There are days–okay, most of them, actually–when I feel like a mediocre parent, at best. My almost-three-year-old is exhausting. He’s active. He’s full of energy. He’s curious. He talks all. the. time. And he wants his mommies to play with him, all day every day. Seriously, if it were up to this kid, we’d do nothing but follow him around all day, playing with a different toy or game for five minutes (or less) before moving on to the next one.
So I felt a little guilty when we had two back-to-back snow days–Friday and Monday, giving us a four-day weekend–and we put him in daycare both days. I know there’s no reason to feel guilty. Our schools might have been closed, but his wasn’t. We’ve paid in advance for his daycare. We needed the days to work on prepping the nursery for the new baby. I had laundry to catch up on. He has fun at preschool. His friends are there.
That last was the reason I settled on being my main justification for taking my kid to preschool on a snow day. His friends are there. At home, as he’s constantly asking my wife and I to play with him, and we keep mentally begging him, please just play by yourself! But inevitably, he returns to his refrain–“Mommies, come on! Come play with me!”

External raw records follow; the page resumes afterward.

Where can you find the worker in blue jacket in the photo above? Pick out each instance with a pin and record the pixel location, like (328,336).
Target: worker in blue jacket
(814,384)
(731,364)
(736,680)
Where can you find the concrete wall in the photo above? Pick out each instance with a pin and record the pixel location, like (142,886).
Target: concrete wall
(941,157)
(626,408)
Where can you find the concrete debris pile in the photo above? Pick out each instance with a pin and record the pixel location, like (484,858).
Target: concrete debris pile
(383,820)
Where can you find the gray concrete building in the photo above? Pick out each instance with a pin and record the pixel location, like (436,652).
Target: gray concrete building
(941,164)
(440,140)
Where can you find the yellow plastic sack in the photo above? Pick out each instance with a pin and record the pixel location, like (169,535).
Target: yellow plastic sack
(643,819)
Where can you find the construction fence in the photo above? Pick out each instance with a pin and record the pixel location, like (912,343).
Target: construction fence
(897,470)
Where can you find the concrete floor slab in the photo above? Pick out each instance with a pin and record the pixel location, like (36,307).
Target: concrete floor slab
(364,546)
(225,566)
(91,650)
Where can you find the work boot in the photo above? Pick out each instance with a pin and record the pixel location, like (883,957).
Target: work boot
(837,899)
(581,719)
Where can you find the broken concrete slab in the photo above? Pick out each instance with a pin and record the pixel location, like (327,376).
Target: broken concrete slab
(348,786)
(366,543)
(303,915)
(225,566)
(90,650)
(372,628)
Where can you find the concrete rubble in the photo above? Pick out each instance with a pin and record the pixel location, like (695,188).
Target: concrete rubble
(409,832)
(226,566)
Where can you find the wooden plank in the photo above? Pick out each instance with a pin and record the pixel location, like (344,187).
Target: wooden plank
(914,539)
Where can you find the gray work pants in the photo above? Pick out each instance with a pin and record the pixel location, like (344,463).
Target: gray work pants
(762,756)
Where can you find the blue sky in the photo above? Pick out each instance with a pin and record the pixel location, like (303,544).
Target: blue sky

So we took him to daycare, and I felt guilty. My wife and I got a lot done. We organized closets in the baby’s room and the guest room. We even got to go out for lunch, just the two of us. And we assured ourselves, repeatedly, that our toddler was happy, having fun with his friends.
Afternoon rolled around, and my wife went to pick him up from preschool. When they came home, we hoped to have some family fun together time making cookies. But toddler curiosity had other plans, and the second I stepped away from his side, he ruined the batter by dumping his milk into the carefully measured flour. After I had told him not to. We didn’t have any more flour. There was a snowstorm outside. He cried. I cried. Everyone was mad. I felt like a terrible mother.
Eventually, we all calmed down. The milk incident was forgotten most quickly by our toddler, but mommies still remained sad and disappointed, feeling that our limited family time that evening had been ruined. But 6:30 came along, and it was time for our nightly episode of “Daniel Tiger’s Neighborhood” before bed.
Our little man settled himself between the two of us on the couch. As we watched Daniel play with Katerina, trying to cheer ourselves up, my wife asked him, “Who do you think is Daniel’s best friend?” His reply was immediate. “Katerina!” Well, obviously–they were playing together!
“Who’s your best friend?” I asked him. That’s when it happened. Sitting there between his two moms, his favorite spot in the world, our little man didn’t hesitate a moment. He spread his arms, pointing to each of us on either side of him. “You two!”
In that moment, the ruined cookies, the tears, the frustration, the exhaustion…none of it mattered. We were both smothering him with kisses. He grinned, unaware of the effect of his simple, truthful answer on his moms. It’s true. We’re his best friends. And someday, all too soon, that won’t be his answer to that question any longer.
I’ll try to remember that the next time my toddler tugs on my hand and says, “Come play, mommy. I want you with me!”
Of course he wants us with him. We’re his best friends.